If The Magic Mountain is, as Mann put it, “a kind of summing up of the European soul and mind”, we must also realise this encompasses, no less, Europe’s anxious encounter with Asia. Is this not what chimed with Nehru? He surely saw in Settembrini the spirit of the hypocritical coloniser who proclaimed liberal values while withholding them from the colonised, and he will have noted, too, the accompanying plunder of oil rigs in Dagestan and plantations in Indonesia, owned by the sanatorium’s patients.

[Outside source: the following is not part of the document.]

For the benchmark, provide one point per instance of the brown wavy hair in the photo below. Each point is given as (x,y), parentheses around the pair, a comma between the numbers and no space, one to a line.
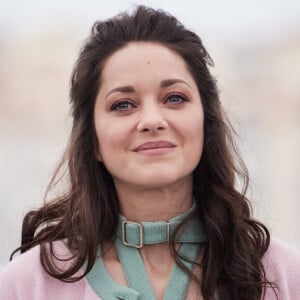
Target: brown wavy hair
(85,213)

Yet now the shoe is on the other foot. “Asia is devouring us,” Settembrini grumbles. And this has a new echo in the yearly gathering of Western leaders at WEF — in the very Berghof of The Magic Mountain — as Asia outpaces Europe economically and outmanoeuvres it geopolitically. This is partly the legacy of Nehru, who inherited in 1947 a ritualistic, myth-bound society birthed through orgiastic bloodshed – close to Naphta’s ideal – and set it on the path of economic and scientific progress, which is, of course, more capricious that Settembrini realised. Aspects of this story can be discerned in every country from the Middle East to the Far East.
When I visited Davos, I had gone in search of the enduring relevance of The Magic Mountain. Little did I know that the novel’s centre of gravity had mysteriously migrated. Its dialectical questions are now more alive in Asia than Europe. Today’s Settembrinis, its Naphtas, fight it out there in the manically modernising countries of the east, where the bourgeois nation-state is still making its case against the seductions of theocracy and tribalism. For us children of Asia, it feels absurd now to read of Europe as the continent of “transforming action” and Asia as that of “inertia”. It is Asia that today actively transforms itself – while Europe lies inert. History has, with its mesmeric wand, performed a magic trick on The Magic Mountain; it reversed its poles… But the spark, one hundred years on, is still undiminished.